Paul Krugman and David Brooks, regular OP-ED columnists for the New York Times, disagree so widely, frequently and precisely in their presentations that their by-weekly commentaries read like a point-counterpoint debate, as if each is inspired by what the other has written recently.  In his other capacity as a Princeton professor, Krugman is one of America’s most acclaimed economists with a Nobel prize to prove it.  Brooks writes from the point of view of a cultural sociologist and historian.  Both columnists are unabashedly political in their opinions, Krugman sympathetic to traditional beliefs of the Democratic Party and Brooks siding with the neoconservative school of thought.  Krugman defends Keynesian economics and successful empirical results when Keynesian teachings have been applied amply and appropriately.  Brooks favors unfettered capitalism, trusting market guidance as a force of creative destruction, and distrusting efforts by government to undertake tasks that can be handled by private enterprise. 

Krugman has criticized Obama for not providing enough stimulus in the first year of his presidency and for too often tempering Democratic Party principles with a need to attract independent voters.  A series of recent columns by him decry the ideology that would impose massive fiscal austerity in Europe and the United States while ignoring the greater and more tragic problem of unemployment.  In Krugman’s vision of the world, important elements of the post-war years that delivered financial stability and economic prosperity to advanced economies have been recklessly allowed to lapse by conservative ideologues who ignore facts in pursuit of preconceived and untested beliefs.  The result has been deteriorating economic conditions. 

Brooks, in contrast, writes optimistically as he did in his column of May 22, about how market capitalism has transformed a “bloated” U.S. corporate sector into a mean and lean fighting machine and how private equity firms such as Bain Capital expedited that process and did mostly good work.  The hopeful vision that Brooks sees is on its way back if only Democratic politicians like President Obama don’t obstruct it with regulations and other initiatives that protect activities that have become unproductive or no longer aligned with consumer preferences.  The two columnists argue persuasively in defense of their polar visions.

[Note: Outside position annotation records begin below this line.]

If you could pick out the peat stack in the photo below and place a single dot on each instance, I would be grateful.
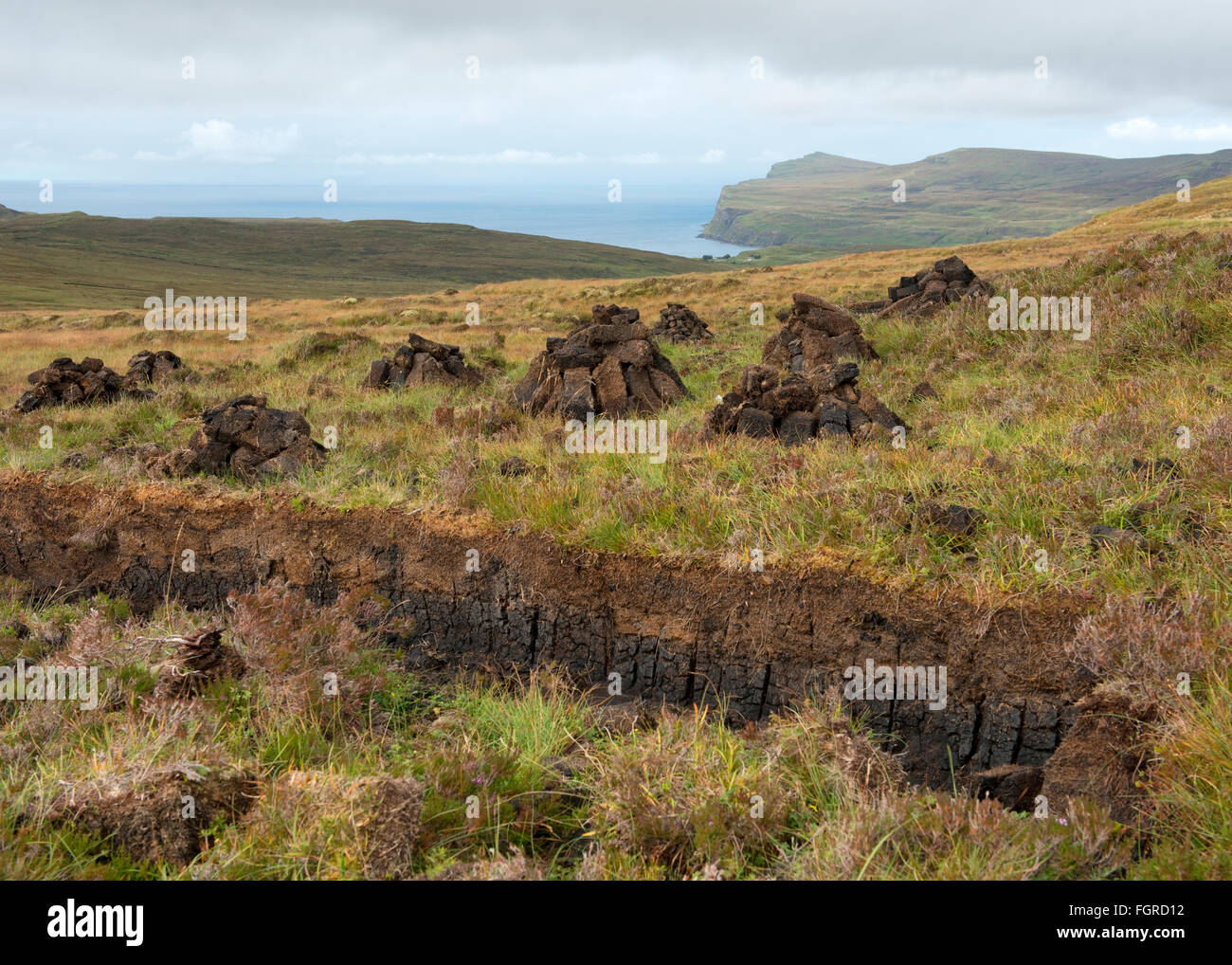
(795, 408)
(65, 382)
(931, 288)
(814, 333)
(422, 360)
(151, 366)
(680, 323)
(250, 440)
(611, 366)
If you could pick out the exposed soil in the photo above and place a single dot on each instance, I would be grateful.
(673, 631)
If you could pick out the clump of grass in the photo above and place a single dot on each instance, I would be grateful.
(1189, 787)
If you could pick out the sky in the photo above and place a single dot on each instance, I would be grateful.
(510, 91)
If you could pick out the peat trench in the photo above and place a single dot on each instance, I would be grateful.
(681, 632)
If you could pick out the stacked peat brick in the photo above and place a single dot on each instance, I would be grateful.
(249, 439)
(65, 382)
(801, 391)
(680, 323)
(611, 366)
(929, 290)
(419, 361)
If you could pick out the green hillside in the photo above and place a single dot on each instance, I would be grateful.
(58, 260)
(824, 205)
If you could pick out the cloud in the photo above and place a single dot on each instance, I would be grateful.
(1146, 128)
(509, 155)
(26, 151)
(645, 156)
(222, 142)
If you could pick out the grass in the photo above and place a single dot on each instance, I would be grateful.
(60, 260)
(405, 776)
(1038, 431)
(820, 206)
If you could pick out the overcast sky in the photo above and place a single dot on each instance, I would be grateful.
(656, 90)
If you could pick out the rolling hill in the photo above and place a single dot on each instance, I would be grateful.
(58, 260)
(824, 205)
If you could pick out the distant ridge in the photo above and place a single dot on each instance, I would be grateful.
(824, 205)
(81, 259)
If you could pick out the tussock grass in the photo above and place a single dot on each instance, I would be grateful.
(405, 776)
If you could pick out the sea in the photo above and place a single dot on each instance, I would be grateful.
(652, 217)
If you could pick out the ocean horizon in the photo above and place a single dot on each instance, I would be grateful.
(664, 218)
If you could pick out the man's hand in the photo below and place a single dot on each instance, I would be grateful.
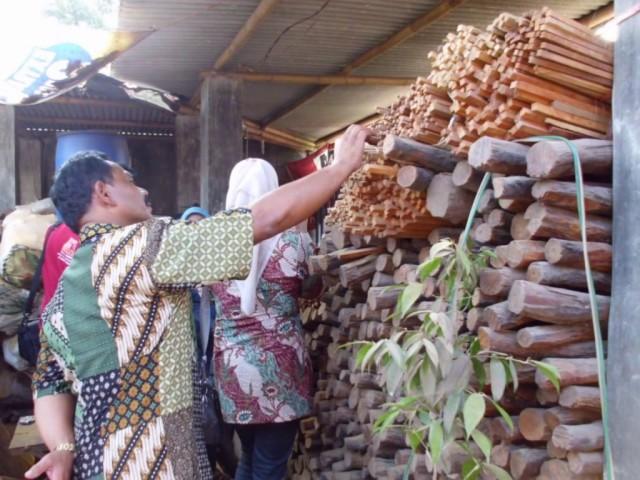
(56, 465)
(349, 148)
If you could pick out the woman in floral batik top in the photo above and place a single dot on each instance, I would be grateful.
(262, 370)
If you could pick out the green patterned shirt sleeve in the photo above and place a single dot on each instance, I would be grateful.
(214, 249)
(48, 379)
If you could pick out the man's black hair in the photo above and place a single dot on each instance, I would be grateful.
(73, 186)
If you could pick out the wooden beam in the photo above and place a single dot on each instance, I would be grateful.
(60, 122)
(332, 137)
(314, 79)
(242, 37)
(396, 39)
(598, 17)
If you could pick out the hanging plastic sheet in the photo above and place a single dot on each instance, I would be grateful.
(50, 62)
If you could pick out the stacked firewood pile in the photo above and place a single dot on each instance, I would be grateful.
(533, 303)
(422, 115)
(339, 442)
(388, 196)
(532, 75)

So whose ideas feel most in tune with what seems to be happening?  By looking backward, the columnists’ impressions of the past few decades can be measured easily.  Krugman decries a deterioration of conditions in recent decades, and Brooks applauds how a foundation for growth has been rebuilt.  A big picture portrayal can be best measured by big-picture indicators such as GDP growth, jobs growth, and stock market performance.  The table below compares the growth of these three variable, expressed in annualized change over the past ten years to their respective rates of change over the immediate prior ten-year period and to the ten years between 1982 and 1992.  The results clearly support Krugman, not Brooks.  Performance has deteriorated materially from previous norms.  While time periods are indicated by year, the table was constructed by using the most recent available observations (1Q for GDP, April 2012 for employment, and today for the Dow Jones Industrials Average) compared to changes observed exactly ten years beforehand.

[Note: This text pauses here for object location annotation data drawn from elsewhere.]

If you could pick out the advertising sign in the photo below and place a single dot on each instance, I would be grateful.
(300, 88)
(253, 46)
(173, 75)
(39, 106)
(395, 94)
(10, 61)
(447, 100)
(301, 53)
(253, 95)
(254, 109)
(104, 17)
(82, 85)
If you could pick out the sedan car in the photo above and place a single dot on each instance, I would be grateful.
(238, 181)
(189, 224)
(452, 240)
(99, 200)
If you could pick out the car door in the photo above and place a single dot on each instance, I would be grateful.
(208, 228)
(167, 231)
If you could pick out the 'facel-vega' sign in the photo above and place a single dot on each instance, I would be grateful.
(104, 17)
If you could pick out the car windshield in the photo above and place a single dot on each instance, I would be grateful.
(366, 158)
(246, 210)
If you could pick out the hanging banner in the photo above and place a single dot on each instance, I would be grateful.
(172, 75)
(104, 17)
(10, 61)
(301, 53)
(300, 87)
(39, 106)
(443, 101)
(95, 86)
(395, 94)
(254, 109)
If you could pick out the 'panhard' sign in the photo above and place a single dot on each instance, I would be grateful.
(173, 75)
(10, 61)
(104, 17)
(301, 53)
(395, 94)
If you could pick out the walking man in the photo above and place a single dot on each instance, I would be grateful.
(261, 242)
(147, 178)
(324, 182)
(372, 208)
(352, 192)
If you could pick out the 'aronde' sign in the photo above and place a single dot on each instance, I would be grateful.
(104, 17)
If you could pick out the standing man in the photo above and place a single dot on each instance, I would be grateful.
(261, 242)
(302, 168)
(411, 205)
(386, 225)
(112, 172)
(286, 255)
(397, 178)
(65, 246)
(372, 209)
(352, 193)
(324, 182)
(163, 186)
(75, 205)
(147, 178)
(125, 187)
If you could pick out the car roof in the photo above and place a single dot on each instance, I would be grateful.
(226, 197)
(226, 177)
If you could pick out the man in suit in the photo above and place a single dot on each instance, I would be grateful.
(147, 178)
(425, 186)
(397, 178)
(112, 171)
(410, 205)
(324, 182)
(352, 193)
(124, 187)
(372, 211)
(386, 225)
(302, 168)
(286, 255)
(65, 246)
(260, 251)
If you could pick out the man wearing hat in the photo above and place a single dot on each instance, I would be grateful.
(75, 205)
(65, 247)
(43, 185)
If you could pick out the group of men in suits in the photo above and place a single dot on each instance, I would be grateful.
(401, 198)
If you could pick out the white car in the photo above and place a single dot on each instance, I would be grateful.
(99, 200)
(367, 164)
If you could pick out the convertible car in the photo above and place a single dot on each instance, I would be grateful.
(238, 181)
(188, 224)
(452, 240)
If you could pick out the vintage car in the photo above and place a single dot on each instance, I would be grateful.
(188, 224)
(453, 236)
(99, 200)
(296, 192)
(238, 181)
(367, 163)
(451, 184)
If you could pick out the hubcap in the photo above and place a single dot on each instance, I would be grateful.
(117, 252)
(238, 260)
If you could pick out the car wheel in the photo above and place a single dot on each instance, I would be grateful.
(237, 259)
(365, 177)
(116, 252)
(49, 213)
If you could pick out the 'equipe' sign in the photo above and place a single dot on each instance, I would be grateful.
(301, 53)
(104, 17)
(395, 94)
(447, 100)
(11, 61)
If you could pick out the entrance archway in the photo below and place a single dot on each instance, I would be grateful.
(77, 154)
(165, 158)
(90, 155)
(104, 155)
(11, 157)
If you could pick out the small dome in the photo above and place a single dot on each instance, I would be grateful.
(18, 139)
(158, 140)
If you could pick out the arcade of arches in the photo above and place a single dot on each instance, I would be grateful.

% per year 2002-2012 1992-2002 1982-1992
Real GDP 1.6% 3.5% 3.4%
Jobs 0.2% 1.9% 1.9%
DJIA 1.9% 11.7% 15.0%

 

Facebook is one of the poster children of America’s new direction into unchartered innovative capitalism, and its founder and CEO, Mark Zuckerberg, grew up in the New York metropolitan area as did Krugman and Brooks.  Facebook has had a rocky start to public trading, jumping to $45 initially, then falling all the way back to $30.94 and recovering to $31.80 at this writing, which remains over 16% below its IPO price.  Many arguments have been given to explain the botched start, and the past couple of days may prove nothing more than an administrative hiccup.  I find it somewhat amusing, nonetheless, that a behemoth “social network” should be posited as the darling and weather vane of American capitalism.  In a country where the very term “socialism” has become the filthiest of dirty words, it is ironic to see social networking attract so many souls.  Facebook, to be sure, is a totally private enterprise, with Zuckerberg still commanding over 50% of voting stock.  That said, it’s hard to imagine a more perfect prequel to George Orwell’s 1984 than the edifice that is Facebook, and it’s scary to imagine what Stalin, Hitler or some future tyrant could do with a tool like Facebook. 

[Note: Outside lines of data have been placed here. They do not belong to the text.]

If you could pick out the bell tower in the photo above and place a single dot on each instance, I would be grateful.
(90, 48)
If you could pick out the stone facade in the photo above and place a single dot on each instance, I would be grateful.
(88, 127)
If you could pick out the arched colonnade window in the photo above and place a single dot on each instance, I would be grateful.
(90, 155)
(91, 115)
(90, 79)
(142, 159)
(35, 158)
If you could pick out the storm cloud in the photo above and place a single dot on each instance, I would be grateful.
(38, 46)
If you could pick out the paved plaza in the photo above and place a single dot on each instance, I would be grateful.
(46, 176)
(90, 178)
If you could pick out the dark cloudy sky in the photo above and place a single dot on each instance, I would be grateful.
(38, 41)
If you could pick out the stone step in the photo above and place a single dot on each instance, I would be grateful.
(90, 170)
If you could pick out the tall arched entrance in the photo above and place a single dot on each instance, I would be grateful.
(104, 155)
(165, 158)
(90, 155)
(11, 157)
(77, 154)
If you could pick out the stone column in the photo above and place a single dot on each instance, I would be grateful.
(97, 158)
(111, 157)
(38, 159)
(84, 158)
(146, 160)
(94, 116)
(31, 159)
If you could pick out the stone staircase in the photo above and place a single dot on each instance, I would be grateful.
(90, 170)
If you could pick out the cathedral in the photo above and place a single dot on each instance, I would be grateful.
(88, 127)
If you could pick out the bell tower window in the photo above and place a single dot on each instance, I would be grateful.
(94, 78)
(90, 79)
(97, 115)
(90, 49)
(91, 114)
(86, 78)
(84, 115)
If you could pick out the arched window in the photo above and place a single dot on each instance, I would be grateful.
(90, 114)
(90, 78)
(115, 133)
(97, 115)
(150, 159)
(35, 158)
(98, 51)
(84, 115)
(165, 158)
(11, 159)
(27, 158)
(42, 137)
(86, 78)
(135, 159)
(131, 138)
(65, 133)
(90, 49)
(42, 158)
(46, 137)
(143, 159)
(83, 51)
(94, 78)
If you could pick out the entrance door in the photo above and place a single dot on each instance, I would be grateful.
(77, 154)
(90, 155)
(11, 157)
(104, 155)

Facebook staff is much smaller than the headcounts ordinarily associated with a capital value of $100 billion or even half that amount.  Welcome to the age of great value from few people.  One wonders, too, from where future staffers at Facebook will come.  High technology jobs require the genius of above-average intelligence.  Classrooms will always be stocked with students possessing a wide range of innate abilities, a small minority of whom will be deemed right for high tech companies like Facebook.  Redesigning education should improve the supply of needed workers if handled well but not as much as one hopes.  Krugman maintains that the largest cause by far of current unemployment is deficient aggregate demand.  A structural mismatch between available workers and needed skills is a factor in the problem but a smaller one than a lack of demand.  My own perception is that the structural dimension is greater than Krugman believes and that it is an element of the problem that will not go away merely with the passage of time.  2012 is not 1940.